New Bronze Age cairn found near famous one in Anglesey

Archaeologists excavating a burial mound near the 5,000-year-old passage tomb of Bryn Celli Ddu have unearthed a 4,000-year-old cairn. Bryn Celli Ddu is famed for its passage tunnel that aligns with the rising sun on summer solstice. Excavations of the area around the tomb have revealed that it was a site of great ritual significance for thousands of years, generations returning to make their mark on the landscape their ancestors had marked before them.

This is the fifth consecutive year of excavations at the site. The digs and ground-penetrating radar surveys have revealed several structures and artifacts buried around the passage tomb, including rock art, a Neolithic pit circle, pottery and stone tools. Bryn Celli Ddu was first built in the Neolithic era as an earth embankment and ditch surrounded a stone circle and then added to and altered over the course of centuries. The stone circle was replaced with a chambered tomb, a corridor leading to an eight-foot burial chamber whose contents include human bones, flint arrowheads and a large pattern stone carved in a curvilinear design. On the summer solstice and only on the summer solstice, the rising sun shines through the passageway and light the octagonal burial chamber.

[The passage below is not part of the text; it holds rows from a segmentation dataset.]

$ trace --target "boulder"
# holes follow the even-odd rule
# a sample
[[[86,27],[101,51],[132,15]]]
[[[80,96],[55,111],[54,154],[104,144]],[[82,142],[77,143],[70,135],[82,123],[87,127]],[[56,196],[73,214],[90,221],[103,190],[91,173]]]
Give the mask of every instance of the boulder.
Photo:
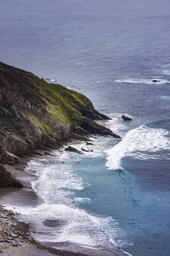
[[[105,127],[103,125],[97,123],[94,121],[91,120],[84,116],[82,119],[81,127],[91,134],[99,134],[100,135],[110,135],[114,138],[121,138],[119,135],[113,133],[110,130]]]
[[[93,144],[92,143],[91,143],[91,142],[87,142],[86,143],[86,145],[94,145],[94,144]]]
[[[49,153],[48,152],[47,152],[46,151],[45,151],[44,154],[48,155],[48,156],[52,156],[52,155],[51,154],[50,154],[50,153]]]
[[[130,117],[128,117],[128,116],[122,116],[124,121],[132,121],[132,119],[130,118]]]
[[[71,147],[71,146],[68,146],[68,148],[65,148],[65,150],[66,151],[70,151],[71,152],[75,152],[75,153],[78,153],[79,154],[82,154],[83,153],[81,151],[78,150],[76,148],[73,148],[73,147]]]
[[[84,151],[84,152],[90,152],[89,150],[86,150],[86,149],[85,149],[84,148],[81,148],[82,151]]]
[[[156,79],[153,79],[153,80],[152,80],[152,81],[156,83],[156,82],[160,82],[161,81],[159,81],[159,80],[156,80]]]

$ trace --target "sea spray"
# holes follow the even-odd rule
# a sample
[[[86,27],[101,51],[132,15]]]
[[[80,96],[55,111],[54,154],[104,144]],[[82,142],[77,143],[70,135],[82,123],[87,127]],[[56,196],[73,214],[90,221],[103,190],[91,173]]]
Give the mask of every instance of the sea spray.
[[[110,170],[122,169],[121,160],[126,156],[144,159],[158,158],[155,152],[170,148],[170,142],[167,137],[168,134],[166,130],[145,125],[131,130],[121,141],[106,151],[108,155],[106,166]],[[151,154],[149,155],[146,151]]]

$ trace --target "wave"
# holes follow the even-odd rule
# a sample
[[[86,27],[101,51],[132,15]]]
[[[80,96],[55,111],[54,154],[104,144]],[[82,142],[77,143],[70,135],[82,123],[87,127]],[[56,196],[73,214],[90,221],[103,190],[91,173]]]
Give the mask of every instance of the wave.
[[[143,159],[158,158],[155,153],[170,149],[168,134],[166,130],[145,125],[131,130],[120,142],[106,151],[108,156],[106,166],[110,170],[122,169],[121,160],[126,156]]]
[[[153,79],[123,79],[116,80],[116,82],[121,83],[130,83],[131,84],[170,84],[170,81],[167,79],[163,79],[158,78],[159,82],[153,82]]]
[[[94,148],[97,148],[97,151],[103,152],[101,140],[94,140]],[[82,144],[77,144],[77,147],[82,147]],[[71,154],[64,148],[55,152],[56,157],[33,160],[27,168],[29,172],[38,177],[32,182],[32,187],[44,202],[37,207],[15,206],[15,210],[22,215],[20,220],[35,227],[35,239],[53,244],[70,242],[84,247],[107,250],[131,245],[132,241],[119,227],[117,221],[111,217],[88,212],[78,207],[80,204],[90,204],[91,199],[76,197],[75,191],[80,192],[90,184],[74,173],[71,163],[88,156]],[[85,153],[91,156],[96,154]],[[52,221],[53,226],[48,226],[48,221]],[[54,228],[53,222],[56,223],[57,228]]]
[[[170,70],[162,70],[162,73],[165,75],[170,75]]]
[[[170,100],[170,96],[167,96],[167,95],[160,95],[159,97],[166,100]]]
[[[44,203],[36,207],[16,206],[15,211],[22,215],[24,221],[27,220],[36,228],[38,225],[39,232],[33,236],[40,242],[70,242],[82,247],[107,250],[113,250],[125,241],[127,244],[132,244],[123,239],[125,234],[118,227],[117,221],[111,217],[92,215],[77,207]],[[45,225],[45,220],[52,220],[53,226],[48,227],[48,221]],[[54,229],[55,221],[57,228]],[[119,238],[117,243],[110,235],[113,239]]]

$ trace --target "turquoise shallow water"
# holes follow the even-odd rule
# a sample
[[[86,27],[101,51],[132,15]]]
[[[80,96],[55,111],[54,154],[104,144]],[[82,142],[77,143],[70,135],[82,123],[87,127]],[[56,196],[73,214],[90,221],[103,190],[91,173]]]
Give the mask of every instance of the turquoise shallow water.
[[[85,156],[31,162],[44,203],[18,210],[29,222],[60,220],[52,236],[40,224],[38,239],[56,246],[169,256],[169,2],[8,0],[0,12],[0,60],[84,93],[123,137],[94,138]]]

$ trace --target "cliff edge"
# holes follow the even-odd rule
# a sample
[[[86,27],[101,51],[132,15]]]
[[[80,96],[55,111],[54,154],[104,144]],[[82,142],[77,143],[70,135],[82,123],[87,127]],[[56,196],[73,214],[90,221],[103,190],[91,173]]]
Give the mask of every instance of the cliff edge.
[[[102,119],[110,119],[83,94],[0,62],[0,163],[88,133],[120,137],[93,121]]]

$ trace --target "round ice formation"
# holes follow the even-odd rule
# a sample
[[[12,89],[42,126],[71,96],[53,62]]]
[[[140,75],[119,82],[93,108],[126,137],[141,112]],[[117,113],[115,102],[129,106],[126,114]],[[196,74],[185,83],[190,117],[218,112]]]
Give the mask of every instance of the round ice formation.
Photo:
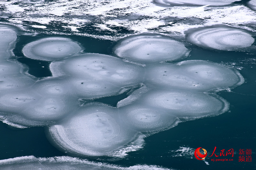
[[[118,111],[124,123],[139,131],[166,128],[173,124],[176,118],[164,109],[136,104],[121,107]]]
[[[154,0],[156,3],[164,5],[209,5],[211,6],[220,6],[230,4],[236,0]]]
[[[114,86],[138,83],[143,71],[141,67],[121,59],[93,53],[52,62],[50,68],[54,76],[67,75],[112,83]]]
[[[188,39],[200,47],[227,51],[248,47],[254,41],[244,31],[224,27],[204,28],[190,33]]]
[[[16,63],[7,61],[0,63],[0,92],[20,89],[35,83],[21,73],[20,70],[20,66]]]
[[[254,11],[256,11],[256,0],[252,0],[247,3],[250,8]]]
[[[232,88],[244,81],[236,70],[202,60],[188,60],[177,64],[160,63],[148,69],[149,82],[166,87],[204,92]]]
[[[1,115],[8,116],[4,113],[9,113],[30,121],[53,121],[79,107],[78,98],[56,81],[42,81],[28,88],[2,92]],[[27,125],[24,120],[15,122]]]
[[[161,35],[138,35],[122,41],[115,53],[132,62],[152,63],[188,56],[190,52],[181,42]]]
[[[68,156],[46,158],[36,158],[32,156],[0,160],[0,169],[17,170],[167,170],[166,168],[152,165],[138,165],[123,167],[106,163],[90,162],[86,159]]]
[[[26,44],[22,49],[26,56],[36,60],[52,61],[78,54],[82,48],[68,38],[44,38]]]
[[[5,60],[11,55],[11,48],[17,38],[14,28],[0,25],[0,61]]]
[[[80,154],[107,155],[125,144],[135,134],[117,122],[114,108],[94,104],[82,107],[71,117],[50,127],[53,142],[66,151]]]
[[[172,115],[188,117],[188,120],[221,113],[228,108],[228,103],[217,95],[168,89],[154,89],[145,93],[137,102],[145,107],[166,109]]]

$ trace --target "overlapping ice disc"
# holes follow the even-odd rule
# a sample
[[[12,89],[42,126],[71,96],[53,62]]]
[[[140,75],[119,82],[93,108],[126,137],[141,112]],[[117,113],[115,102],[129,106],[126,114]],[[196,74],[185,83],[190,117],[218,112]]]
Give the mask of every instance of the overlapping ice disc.
[[[148,81],[160,87],[204,92],[232,88],[244,81],[236,70],[203,60],[161,63],[148,69]]]
[[[52,61],[72,56],[81,50],[79,45],[70,39],[53,37],[30,42],[24,47],[22,51],[28,58]]]
[[[14,28],[0,25],[0,61],[6,60],[10,56],[16,34]]]
[[[137,35],[125,39],[114,52],[128,60],[140,63],[180,59],[190,51],[182,43],[161,35]]]
[[[142,67],[121,59],[94,53],[52,62],[50,68],[53,76],[66,75],[112,83],[113,87],[138,83],[143,71]]]
[[[252,0],[247,3],[248,5],[252,9],[256,11],[256,0]]]
[[[65,151],[82,155],[107,155],[131,140],[135,133],[118,123],[115,118],[117,113],[114,108],[93,104],[50,127],[50,134]]]
[[[220,6],[228,5],[236,0],[154,0],[155,2],[161,5],[209,5],[211,6]]]
[[[254,41],[245,31],[228,27],[204,28],[189,34],[188,40],[202,47],[226,51],[248,47]]]

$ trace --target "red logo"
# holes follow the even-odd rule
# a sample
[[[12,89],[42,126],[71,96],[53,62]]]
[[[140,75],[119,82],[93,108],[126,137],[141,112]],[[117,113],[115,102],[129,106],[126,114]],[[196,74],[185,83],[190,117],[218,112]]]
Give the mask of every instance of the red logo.
[[[206,157],[206,155],[207,155],[207,151],[206,151],[206,150],[202,148],[202,149],[203,149],[203,150],[204,151],[204,154],[203,155],[200,153],[199,150],[201,148],[198,148],[196,150],[196,151],[195,151],[195,157],[196,158],[199,160],[202,160],[204,159],[204,158],[205,158],[205,157]],[[198,155],[198,156],[197,156],[197,155]],[[199,158],[199,157],[198,157],[198,156],[200,158]]]

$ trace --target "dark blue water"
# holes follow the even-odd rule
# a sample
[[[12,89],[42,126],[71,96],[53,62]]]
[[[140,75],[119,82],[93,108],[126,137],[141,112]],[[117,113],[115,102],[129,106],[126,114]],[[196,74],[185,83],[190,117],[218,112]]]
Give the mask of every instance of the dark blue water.
[[[36,38],[45,35],[38,35]],[[112,49],[117,42],[76,36],[69,38],[85,47],[87,52],[111,55]],[[38,78],[50,76],[50,63],[33,60],[25,57],[21,53],[23,46],[35,38],[20,36],[14,51],[17,59],[28,67],[28,73]],[[242,85],[232,92],[221,91],[218,94],[230,104],[229,111],[220,115],[180,123],[167,130],[145,138],[142,149],[129,153],[123,159],[112,159],[101,157],[84,156],[89,160],[108,162],[122,166],[137,164],[155,165],[178,169],[255,169],[256,154],[256,61],[255,54],[245,52],[222,52],[204,49],[191,46],[193,49],[187,60],[209,60],[224,63],[236,68],[245,79]],[[232,63],[236,63],[232,65]],[[42,68],[42,66],[44,66]],[[116,96],[97,100],[113,106],[127,96],[125,93]],[[46,138],[44,127],[20,129],[11,127],[0,122],[0,159],[22,156],[34,155],[49,157],[66,155],[52,146]],[[206,157],[208,165],[195,158],[193,155],[178,156],[180,152],[175,151],[180,147],[195,149],[202,147],[206,149],[208,155],[214,147],[219,155],[221,150],[233,149],[233,161],[213,162],[214,156]],[[251,149],[252,162],[239,162],[240,149]],[[71,155],[72,156],[72,155]],[[221,159],[223,157],[218,157]],[[191,158],[192,158],[191,159]],[[225,157],[226,158],[226,157]]]

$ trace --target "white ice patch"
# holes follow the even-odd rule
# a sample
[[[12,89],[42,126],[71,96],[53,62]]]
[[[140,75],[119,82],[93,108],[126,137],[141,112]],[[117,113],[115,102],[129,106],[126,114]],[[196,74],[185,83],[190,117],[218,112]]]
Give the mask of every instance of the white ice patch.
[[[147,68],[148,82],[160,87],[204,92],[236,87],[244,82],[236,70],[202,60],[161,63]]]
[[[228,27],[202,28],[189,34],[188,39],[202,47],[227,51],[243,49],[254,41],[245,31]]]
[[[115,108],[92,104],[50,127],[49,133],[53,142],[64,151],[82,155],[107,155],[130,141],[136,133],[118,123],[117,114]]]
[[[53,62],[50,69],[53,76],[64,74],[112,83],[114,86],[139,83],[143,72],[141,67],[110,55],[94,53]]]
[[[190,52],[181,42],[159,35],[129,37],[122,41],[114,51],[119,57],[143,63],[180,59],[187,57]]]
[[[228,5],[236,0],[154,0],[156,3],[165,5],[209,5],[211,6],[220,6]]]
[[[14,55],[12,50],[17,38],[16,34],[14,28],[0,25],[0,61]]]
[[[22,51],[28,58],[51,61],[72,56],[81,50],[79,45],[70,39],[53,37],[30,42],[24,47]]]
[[[247,3],[250,8],[254,11],[256,11],[256,0],[252,0]]]
[[[123,167],[113,164],[91,162],[86,159],[68,156],[36,158],[33,156],[18,157],[0,160],[0,168],[4,170],[40,169],[104,169],[106,170],[167,170],[154,165],[137,165]]]

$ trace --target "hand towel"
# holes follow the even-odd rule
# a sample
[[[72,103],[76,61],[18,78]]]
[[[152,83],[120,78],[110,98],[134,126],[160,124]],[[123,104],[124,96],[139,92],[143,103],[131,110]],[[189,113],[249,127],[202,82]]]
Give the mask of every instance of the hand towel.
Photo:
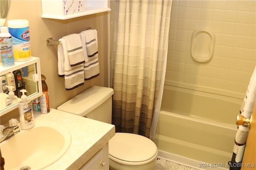
[[[96,29],[87,29],[84,31],[85,34],[85,41],[86,42],[87,54],[88,57],[91,57],[98,53],[97,44],[96,43],[97,39],[97,34]]]
[[[70,66],[75,66],[84,63],[82,41],[78,34],[71,34],[62,38],[67,42],[68,55]]]
[[[81,39],[82,42],[82,46],[84,50],[84,60],[85,63],[84,63],[84,80],[88,80],[98,76],[100,75],[100,67],[98,54],[96,54],[94,56],[89,57],[87,55],[87,48],[86,48],[86,32],[89,31],[93,31],[94,35],[95,42],[96,46],[98,45],[97,31],[96,29],[86,30],[80,33]]]
[[[84,64],[71,66],[67,42],[65,39],[60,39],[59,41],[62,43],[58,45],[58,74],[59,76],[64,78],[66,90],[70,90],[84,84]]]

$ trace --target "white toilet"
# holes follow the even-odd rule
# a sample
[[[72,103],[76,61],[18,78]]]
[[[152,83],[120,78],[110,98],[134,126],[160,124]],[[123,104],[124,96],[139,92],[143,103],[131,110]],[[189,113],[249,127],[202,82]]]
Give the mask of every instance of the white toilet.
[[[59,106],[57,109],[111,123],[112,88],[94,86]],[[109,143],[110,170],[152,170],[158,150],[154,143],[144,136],[116,133]]]

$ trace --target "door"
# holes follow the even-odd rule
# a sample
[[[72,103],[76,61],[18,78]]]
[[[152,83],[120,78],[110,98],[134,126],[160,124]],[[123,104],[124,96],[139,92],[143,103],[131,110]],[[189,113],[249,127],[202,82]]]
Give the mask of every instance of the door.
[[[256,100],[250,130],[249,131],[244,154],[243,158],[243,166],[241,170],[256,169]]]

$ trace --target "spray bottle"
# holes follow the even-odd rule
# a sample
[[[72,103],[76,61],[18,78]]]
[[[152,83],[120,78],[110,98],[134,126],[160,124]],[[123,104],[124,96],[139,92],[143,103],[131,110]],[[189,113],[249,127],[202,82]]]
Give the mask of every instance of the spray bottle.
[[[25,95],[27,90],[22,89],[20,92],[22,93],[21,97],[21,102],[18,104],[20,127],[22,130],[26,130],[35,125],[32,104],[31,101],[28,100],[28,97]]]
[[[14,95],[14,93],[13,92],[13,90],[14,89],[14,86],[6,86],[6,87],[8,88],[8,91],[9,92],[9,96],[5,99],[5,104],[7,107],[16,102],[18,100],[18,97]]]

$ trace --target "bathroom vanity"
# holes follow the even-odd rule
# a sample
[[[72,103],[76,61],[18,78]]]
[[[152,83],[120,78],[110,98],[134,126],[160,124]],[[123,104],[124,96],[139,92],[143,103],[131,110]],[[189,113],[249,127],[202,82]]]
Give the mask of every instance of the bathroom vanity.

This year the team turned its attention to a mound 150 feet away from the passage tomb. They found the burial cairn was built in the Bronze Age — radiocarbon testing of some of the pottery unearthed in the mound returned a date of 1900 B.C. — but it looks like some of the artifacts it contains might be much older. Archaeologists found flint tools and a double kerb of massive stones, some weighing more than a ton. The cairn appears to be larger than its famous neighbor.

No evident human remains have been unearthed thus far, however it’s possible fragmentary remains might be discovered in the recovered material once it is analyzed.